O homem que limpa o terreno arranca mais do que o mato. Atrás dele ficaram os tocos das árvores e é assim que muita gente está agindo na Serra da Cantareira, tida como a maior floresta em área urbana do mundo.
A consequência é o que os ambientalistas chamam de efeito formiga: a mata vai desaparecendo aos poucos, em pequenos focos que o satélite não consegue enxergar. "O levantamento que é realizado hoje pela SOS Mata Atlântica, pelo Inpe identificam áreas acima de três hectares e geralmente para esse tipo de ocupação a supressão da floresta é de um, 1,5 de hectare", afirma a diretora da ONG SOS Mata Atlântica, Márcia Hirota.
No mapa, os pontos em vermelho representam à vegetação destruída em três anos. São as áreas maiores do que três hectares, o equivalente a três quarteirões. As partes em rosa são as ocupações urbanas, a cidade que avançou sobre a floresta. O verde é o que sobrou da mata original, a maior parte protegida pelo Parque Estadual da Serra da Cantareira, que se estende por quatro municípios. O problema é o que está acontecendo em um raio de 10 quilômetros em torno do parque.
Nesse último estudo, os ambientalistas constataram que a devastação ao redor do parque foi de cerca de 52 hectares, um volume 14 vezes maior do que no período de 2005 a 2008. É como se a vegetação fosse destruída, em uma área equivalente a 59 estádios do Maracanã e quase metade de todo o desmatamento foi registrado, no município de Mairiporã, na Grande São Paulo.
Parte da devastação é atribuída à construção de condomínios e à instalação grandes de buffets em sítios. "Quando o poder publico chega, o desmatamento já aconteceu, a floresta já foi suprimida e não tem mais o que fazer", explica Márcia.
Nosso produtor fingiu interesse em um terreno para montar um buffet em Mairiporã. Por lei, só se pode mexer no lote depois da avaliação oficial sobre o que pode ou não ser derrubado, mas a corretora de imóveis diz que existe um outro jeito.
Produtor: pode tirar essas árvores todas?

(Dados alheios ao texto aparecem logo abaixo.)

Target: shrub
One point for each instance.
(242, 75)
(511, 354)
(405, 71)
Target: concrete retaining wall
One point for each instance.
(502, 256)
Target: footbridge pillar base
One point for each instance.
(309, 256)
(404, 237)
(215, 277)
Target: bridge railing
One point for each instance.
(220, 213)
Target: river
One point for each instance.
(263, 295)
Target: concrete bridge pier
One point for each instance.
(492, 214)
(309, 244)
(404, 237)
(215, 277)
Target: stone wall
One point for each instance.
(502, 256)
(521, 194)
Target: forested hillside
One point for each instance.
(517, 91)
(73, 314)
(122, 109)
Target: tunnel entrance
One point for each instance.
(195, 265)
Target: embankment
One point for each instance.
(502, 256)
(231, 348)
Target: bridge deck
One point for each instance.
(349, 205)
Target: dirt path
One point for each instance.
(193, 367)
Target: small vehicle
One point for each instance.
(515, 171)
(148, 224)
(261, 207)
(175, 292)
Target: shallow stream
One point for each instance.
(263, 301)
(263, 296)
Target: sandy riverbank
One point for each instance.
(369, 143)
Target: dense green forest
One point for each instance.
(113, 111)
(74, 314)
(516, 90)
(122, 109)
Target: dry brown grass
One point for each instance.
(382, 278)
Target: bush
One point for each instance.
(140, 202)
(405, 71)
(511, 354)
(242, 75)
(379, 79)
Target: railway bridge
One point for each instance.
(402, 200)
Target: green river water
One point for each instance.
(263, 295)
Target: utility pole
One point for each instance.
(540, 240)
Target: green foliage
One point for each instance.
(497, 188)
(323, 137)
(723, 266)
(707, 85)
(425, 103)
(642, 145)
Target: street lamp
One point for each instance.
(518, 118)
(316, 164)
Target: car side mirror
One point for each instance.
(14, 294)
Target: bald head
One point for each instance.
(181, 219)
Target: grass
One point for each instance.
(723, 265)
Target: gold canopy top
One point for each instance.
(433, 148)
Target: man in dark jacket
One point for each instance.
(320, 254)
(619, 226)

Corretora: "não, isso aqui você tem que tirar, quem comprar, você já contrata uma pessoa, a gente mesmo indica e tira, porque se você for esperar a aprovação, não tira nunca aqui.Tem um senhor que a gente contrata ele, ele vem vai tirando um pouco por dia um pouquinho".
Produtor: "sem perceber, né?
Corretora: "é, sem perceber. Um pouco por dia aqui, um pouco por semana".
Produtor: para não chamar a atenção?
Corretora: "é, não pode, porque vai pagar multa mesmo. Aqui é manancial, sabe?".
É uma preocupação a mais: a retirada da mata pode comprometer as nascentes que ajudam a encher a maior represa de São Paulo. Um outro ponto da serra, em Caieiras, é motivo de disputa judicial.
O conjunto de prédios é ocupado pelos Arautos do Evangelho, grupo ligado à igreja Católica. Quatro anos atrás, a área era coberta de mata nativa e ficou destruída, depois da derrubada de mais de 13 mil metros quadrados de floresta.
Segundo o Ministério Público, foi desmatamento ilegal em topo de morro, área de preservação permanente. "Não é possível à construção de qualquer imóvel que não seja de utilidade pública ou interesse social nessas áreas de preservação permanente", afirma a promotora de justiça, Cristina Freitas.
Agora, uma liminar impede a continuação das obras, que só começaram graças a licenças estaduais e municipais. "O que se pede realmente é o reconhecimento da ilegalidade das licenças, com a sua consequente anulação, e a partir dai a demolição do templo, com a recuperação da vegetação ao seu estado anterior", explica a promotora de justiça, Ana Paola Ambra.
Os Arautos do Evangelho não se manifestaram. A propriedade deles é uma entre centenas no meio da Mata Atlântica, a floresta que cobria todo o litoral brasileiro, antes de começar a ser vista como um estorvo.
Produtor: é que tem muita árvore aqui?
Corretora: "aqui não dá, para ocupar isso aqui você tem que desmatar". Senão, você vai fazer o que, casinha de índio?"